Cada 25 de julio, Guayaquil se convierte en mucho más que una ciudad que celebra su fundación: se transforma en un escenario donde los discursos son termómetro y trinchera, vitrina o barricada, este 2025 no fue la excepción, en plena sesión solemne por los 490 años de la ciudad, el alcalde Aquiles Álvarez y el presidente Daniel Noboa pronunciaron dos intervenciones que, sin mencionarse directamente, trazaron líneas de batalla ideológicas, simbólicas y de poder.
Sus discursos revelan no solo dos visiones políticas, sino también dos maneras de entender el ejercicio del liderazgo en un país fracturado por desigualdades, centralismo y urgencias, ambos tomaron la palabra el mismo día, uno desde el corazón económico y social de la ciudad, el otro, desde la institucionalidad y representación del poder nacional dentro de nuestra provincia.
Lo que siguió, no fue un simple acto protocolar, fue una disputa narrativa entre un municipalismo herido que reclama justicia, según el señor alcalde y un presidencialismo tecnocrático que pide comprensión para sus recortes y que lo dejen trabajar en paz.
Aquiles Álvarez, utilizó la sesión solemne como un púlpito de resistencia, no celebró con euforia ni disfrazó su mensaje con ornamentos diplomáticos, fue directo, frontal, incluso áspero. Habló de una Guayaquil “que no pide favores, sino que exige lo que le corresponde”.
Su mensaje no fue técnico, fue emocional, no ofreció cifras macroeconómicas, sino una narrativa de dignidad ofendida, construyó su legitimidad no desde los indicadores, sino desde el contacto con la calle, con el polvo de los barrios populares y el desencanto de los olvidados.

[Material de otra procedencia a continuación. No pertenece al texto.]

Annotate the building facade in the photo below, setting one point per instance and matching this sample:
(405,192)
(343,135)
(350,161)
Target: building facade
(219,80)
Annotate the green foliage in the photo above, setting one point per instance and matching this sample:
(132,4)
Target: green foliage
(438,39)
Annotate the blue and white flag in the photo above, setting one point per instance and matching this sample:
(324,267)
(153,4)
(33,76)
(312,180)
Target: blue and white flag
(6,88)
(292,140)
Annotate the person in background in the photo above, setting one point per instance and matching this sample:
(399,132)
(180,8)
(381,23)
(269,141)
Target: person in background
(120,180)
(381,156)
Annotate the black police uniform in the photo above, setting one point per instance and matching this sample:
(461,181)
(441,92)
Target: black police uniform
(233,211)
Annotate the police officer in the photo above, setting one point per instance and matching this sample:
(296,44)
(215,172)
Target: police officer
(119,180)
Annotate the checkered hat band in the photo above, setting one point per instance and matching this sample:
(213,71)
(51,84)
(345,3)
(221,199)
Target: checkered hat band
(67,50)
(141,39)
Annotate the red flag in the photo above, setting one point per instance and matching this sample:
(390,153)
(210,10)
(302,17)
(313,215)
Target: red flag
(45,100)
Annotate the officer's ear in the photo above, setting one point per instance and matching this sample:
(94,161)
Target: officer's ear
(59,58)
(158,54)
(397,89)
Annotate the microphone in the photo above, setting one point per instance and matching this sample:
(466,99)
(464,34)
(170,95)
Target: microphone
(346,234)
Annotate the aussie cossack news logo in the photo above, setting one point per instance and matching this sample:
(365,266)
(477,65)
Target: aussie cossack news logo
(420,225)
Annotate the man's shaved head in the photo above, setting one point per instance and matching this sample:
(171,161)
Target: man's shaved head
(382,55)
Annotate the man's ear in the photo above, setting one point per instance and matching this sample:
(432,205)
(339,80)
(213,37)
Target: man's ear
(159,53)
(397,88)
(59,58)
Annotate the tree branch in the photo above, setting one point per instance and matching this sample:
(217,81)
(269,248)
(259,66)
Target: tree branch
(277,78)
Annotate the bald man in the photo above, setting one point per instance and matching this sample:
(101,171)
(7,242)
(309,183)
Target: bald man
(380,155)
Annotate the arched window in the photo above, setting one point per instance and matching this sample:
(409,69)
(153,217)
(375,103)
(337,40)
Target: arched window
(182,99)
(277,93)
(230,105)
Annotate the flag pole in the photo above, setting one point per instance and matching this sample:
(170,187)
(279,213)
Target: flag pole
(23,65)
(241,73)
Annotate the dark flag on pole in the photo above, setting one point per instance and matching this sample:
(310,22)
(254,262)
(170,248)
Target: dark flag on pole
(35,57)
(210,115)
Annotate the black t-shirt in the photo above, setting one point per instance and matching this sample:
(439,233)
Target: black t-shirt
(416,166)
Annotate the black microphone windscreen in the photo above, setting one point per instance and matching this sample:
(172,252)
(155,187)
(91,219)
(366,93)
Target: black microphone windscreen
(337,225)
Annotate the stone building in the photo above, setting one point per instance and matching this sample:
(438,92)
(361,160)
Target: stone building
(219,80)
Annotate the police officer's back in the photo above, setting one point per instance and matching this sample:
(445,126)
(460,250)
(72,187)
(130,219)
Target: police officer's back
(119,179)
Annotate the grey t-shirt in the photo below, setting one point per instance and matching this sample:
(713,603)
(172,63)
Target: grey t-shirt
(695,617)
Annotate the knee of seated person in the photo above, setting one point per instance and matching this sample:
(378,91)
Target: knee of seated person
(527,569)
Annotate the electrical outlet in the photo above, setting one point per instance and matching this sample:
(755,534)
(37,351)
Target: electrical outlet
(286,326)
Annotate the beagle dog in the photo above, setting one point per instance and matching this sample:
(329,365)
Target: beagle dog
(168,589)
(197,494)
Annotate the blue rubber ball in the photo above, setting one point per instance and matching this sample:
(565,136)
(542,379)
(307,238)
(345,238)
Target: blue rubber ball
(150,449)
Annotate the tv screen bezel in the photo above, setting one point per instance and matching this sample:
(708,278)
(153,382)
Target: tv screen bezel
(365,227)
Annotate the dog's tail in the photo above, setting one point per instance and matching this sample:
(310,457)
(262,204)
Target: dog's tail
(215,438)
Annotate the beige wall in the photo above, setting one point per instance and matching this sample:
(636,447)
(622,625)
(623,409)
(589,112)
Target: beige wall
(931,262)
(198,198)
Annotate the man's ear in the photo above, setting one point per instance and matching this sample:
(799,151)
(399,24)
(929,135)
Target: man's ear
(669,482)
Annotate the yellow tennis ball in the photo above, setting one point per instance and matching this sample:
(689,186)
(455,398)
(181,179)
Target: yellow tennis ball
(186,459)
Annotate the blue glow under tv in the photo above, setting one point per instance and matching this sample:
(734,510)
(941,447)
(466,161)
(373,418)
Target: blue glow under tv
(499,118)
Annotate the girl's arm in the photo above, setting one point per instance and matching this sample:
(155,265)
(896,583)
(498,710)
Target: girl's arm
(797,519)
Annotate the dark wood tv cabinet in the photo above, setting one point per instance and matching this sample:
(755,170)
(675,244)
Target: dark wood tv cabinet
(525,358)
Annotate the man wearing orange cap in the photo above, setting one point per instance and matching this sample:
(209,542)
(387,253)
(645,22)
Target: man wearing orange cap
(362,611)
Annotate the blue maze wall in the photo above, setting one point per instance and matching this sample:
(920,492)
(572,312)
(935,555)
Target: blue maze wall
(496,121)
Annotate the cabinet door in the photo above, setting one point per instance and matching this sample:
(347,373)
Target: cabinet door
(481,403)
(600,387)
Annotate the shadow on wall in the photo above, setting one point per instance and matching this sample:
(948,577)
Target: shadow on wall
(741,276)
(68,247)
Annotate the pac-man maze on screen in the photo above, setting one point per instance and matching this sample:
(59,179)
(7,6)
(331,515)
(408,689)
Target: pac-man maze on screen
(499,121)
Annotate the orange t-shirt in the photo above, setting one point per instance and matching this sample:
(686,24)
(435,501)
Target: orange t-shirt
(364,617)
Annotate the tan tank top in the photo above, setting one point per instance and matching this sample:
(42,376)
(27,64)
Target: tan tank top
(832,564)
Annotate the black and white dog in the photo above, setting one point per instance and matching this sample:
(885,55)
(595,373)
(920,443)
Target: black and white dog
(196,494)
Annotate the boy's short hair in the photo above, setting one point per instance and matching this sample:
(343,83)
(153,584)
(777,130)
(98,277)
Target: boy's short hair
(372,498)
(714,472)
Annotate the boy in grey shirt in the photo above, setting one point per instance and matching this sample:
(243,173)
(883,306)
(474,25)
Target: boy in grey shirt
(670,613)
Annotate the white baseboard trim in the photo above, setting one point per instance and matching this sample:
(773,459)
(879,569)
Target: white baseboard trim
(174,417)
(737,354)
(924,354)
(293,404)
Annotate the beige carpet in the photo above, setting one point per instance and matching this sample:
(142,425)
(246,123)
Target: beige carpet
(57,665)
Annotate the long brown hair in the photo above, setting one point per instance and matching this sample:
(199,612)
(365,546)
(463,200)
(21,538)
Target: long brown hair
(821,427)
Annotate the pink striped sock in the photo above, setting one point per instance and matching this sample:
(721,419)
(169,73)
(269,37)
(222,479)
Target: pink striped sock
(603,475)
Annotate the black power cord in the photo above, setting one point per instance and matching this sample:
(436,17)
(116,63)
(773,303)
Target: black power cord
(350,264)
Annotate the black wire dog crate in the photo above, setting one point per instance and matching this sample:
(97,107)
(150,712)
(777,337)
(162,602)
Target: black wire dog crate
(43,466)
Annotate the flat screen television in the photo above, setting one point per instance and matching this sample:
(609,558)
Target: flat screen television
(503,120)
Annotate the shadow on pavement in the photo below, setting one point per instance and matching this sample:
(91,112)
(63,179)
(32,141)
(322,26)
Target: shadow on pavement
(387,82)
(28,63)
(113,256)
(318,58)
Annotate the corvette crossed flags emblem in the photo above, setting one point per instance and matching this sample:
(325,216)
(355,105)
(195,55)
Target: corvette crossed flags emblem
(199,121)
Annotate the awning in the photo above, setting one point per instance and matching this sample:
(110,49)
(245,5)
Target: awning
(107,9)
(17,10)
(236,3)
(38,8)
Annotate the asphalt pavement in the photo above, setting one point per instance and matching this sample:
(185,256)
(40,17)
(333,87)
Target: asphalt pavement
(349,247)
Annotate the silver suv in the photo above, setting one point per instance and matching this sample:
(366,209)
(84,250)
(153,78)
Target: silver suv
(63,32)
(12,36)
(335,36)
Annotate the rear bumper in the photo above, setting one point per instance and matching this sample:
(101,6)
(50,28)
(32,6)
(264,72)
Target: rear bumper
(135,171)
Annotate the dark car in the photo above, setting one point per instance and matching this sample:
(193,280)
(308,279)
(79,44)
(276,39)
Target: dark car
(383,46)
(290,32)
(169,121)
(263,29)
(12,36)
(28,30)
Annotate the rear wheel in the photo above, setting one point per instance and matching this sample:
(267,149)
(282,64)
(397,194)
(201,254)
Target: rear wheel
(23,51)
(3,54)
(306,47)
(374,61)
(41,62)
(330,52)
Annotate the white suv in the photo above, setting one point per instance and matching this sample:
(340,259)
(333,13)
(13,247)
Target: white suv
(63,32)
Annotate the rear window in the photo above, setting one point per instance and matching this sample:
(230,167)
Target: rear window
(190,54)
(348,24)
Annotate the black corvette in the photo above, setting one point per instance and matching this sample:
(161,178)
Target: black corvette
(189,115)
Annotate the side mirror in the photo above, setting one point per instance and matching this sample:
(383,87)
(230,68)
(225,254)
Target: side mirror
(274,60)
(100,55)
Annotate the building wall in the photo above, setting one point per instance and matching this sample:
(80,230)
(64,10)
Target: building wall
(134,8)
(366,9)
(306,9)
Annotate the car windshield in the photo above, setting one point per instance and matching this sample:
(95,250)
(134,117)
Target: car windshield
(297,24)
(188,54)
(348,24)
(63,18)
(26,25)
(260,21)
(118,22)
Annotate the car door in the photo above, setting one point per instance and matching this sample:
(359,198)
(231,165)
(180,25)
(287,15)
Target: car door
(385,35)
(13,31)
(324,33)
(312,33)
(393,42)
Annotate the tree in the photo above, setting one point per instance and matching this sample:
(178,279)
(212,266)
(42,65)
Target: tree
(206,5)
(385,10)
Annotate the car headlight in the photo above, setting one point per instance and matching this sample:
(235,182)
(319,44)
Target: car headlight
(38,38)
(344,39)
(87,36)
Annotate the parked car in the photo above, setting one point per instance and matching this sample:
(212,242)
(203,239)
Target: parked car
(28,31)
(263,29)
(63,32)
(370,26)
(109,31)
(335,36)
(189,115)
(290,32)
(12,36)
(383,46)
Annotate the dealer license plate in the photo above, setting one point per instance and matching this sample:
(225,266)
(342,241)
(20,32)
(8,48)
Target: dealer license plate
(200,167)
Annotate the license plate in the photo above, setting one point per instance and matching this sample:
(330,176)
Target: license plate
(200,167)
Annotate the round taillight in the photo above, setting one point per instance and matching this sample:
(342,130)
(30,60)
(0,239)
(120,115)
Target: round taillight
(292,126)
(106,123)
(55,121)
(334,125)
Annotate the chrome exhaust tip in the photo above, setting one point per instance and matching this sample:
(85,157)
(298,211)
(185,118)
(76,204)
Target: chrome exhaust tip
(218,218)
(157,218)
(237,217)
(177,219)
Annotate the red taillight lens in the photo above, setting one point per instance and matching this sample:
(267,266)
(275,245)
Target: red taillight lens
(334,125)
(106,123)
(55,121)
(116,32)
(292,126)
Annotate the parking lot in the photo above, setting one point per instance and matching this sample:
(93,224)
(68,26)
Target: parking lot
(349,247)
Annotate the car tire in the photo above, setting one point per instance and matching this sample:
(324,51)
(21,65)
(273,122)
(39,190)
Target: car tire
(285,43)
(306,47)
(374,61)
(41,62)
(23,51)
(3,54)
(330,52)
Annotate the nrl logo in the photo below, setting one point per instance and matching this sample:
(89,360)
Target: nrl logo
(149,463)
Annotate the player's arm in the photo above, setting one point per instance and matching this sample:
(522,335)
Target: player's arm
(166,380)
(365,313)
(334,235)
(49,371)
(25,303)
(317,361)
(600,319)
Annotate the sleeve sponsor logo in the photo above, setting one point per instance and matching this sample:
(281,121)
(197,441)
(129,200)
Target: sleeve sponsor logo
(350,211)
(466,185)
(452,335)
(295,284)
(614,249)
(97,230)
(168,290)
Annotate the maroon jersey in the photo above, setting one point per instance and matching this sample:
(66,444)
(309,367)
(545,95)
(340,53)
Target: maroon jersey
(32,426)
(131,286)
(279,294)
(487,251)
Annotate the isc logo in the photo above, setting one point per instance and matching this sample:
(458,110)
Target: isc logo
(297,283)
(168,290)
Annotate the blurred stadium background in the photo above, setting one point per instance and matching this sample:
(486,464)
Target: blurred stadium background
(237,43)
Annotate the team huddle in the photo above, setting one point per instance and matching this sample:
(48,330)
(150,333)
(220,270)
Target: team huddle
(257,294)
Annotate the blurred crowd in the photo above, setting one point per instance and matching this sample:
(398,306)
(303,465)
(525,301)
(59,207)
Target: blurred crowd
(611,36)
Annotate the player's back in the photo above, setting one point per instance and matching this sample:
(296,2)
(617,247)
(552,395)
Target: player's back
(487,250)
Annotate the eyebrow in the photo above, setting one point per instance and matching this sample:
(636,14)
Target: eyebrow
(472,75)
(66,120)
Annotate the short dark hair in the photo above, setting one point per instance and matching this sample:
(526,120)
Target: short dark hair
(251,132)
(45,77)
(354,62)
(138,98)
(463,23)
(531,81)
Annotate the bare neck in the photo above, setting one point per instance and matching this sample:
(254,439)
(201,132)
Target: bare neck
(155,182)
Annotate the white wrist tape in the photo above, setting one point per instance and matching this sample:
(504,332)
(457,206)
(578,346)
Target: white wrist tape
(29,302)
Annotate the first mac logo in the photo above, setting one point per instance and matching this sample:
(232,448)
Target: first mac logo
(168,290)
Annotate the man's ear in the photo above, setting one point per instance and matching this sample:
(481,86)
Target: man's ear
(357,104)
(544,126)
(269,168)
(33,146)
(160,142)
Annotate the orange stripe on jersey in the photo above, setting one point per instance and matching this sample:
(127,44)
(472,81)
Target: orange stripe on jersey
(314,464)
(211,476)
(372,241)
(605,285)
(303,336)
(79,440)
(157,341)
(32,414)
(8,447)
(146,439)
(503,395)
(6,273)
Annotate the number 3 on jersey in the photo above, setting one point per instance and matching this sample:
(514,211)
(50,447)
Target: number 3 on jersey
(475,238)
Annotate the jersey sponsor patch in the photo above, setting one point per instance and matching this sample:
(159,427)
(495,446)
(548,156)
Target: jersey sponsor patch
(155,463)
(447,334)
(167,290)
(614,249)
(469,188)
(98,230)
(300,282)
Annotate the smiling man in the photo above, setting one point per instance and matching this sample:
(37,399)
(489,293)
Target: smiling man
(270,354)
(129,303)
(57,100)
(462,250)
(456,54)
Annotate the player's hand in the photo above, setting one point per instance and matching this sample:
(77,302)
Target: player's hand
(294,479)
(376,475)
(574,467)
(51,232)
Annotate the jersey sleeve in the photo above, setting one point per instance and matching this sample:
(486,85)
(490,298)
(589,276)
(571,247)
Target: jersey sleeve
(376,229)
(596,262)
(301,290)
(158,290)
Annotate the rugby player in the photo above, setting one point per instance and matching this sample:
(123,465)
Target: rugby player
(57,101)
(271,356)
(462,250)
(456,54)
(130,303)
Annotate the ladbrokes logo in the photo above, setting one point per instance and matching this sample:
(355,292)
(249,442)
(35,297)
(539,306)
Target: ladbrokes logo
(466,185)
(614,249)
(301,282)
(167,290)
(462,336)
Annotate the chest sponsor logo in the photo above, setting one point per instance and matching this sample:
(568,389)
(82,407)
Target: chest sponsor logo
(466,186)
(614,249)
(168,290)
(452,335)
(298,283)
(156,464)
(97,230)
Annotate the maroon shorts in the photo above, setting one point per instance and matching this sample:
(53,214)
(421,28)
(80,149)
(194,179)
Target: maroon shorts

Del otro lado, el señor presidente, defendió sus reformas como parte de una cirugía institucional necesaria, habló de despidos masivos en el sector público, de fusiones de ministerios, de eficiencia y transparencia, usó frases como “la gente pedía esto hace años” y “necesitamos un Estado más ejecutivo, más limpio”.
Su discurso fue pulido, gerencial, enfocado en metas de gestión. No apeló al corazón, sino a la lógica. no habló de Guayaquil como símbolo identitario, sino del país como sistema administrativo que necesita reorganización y progreso.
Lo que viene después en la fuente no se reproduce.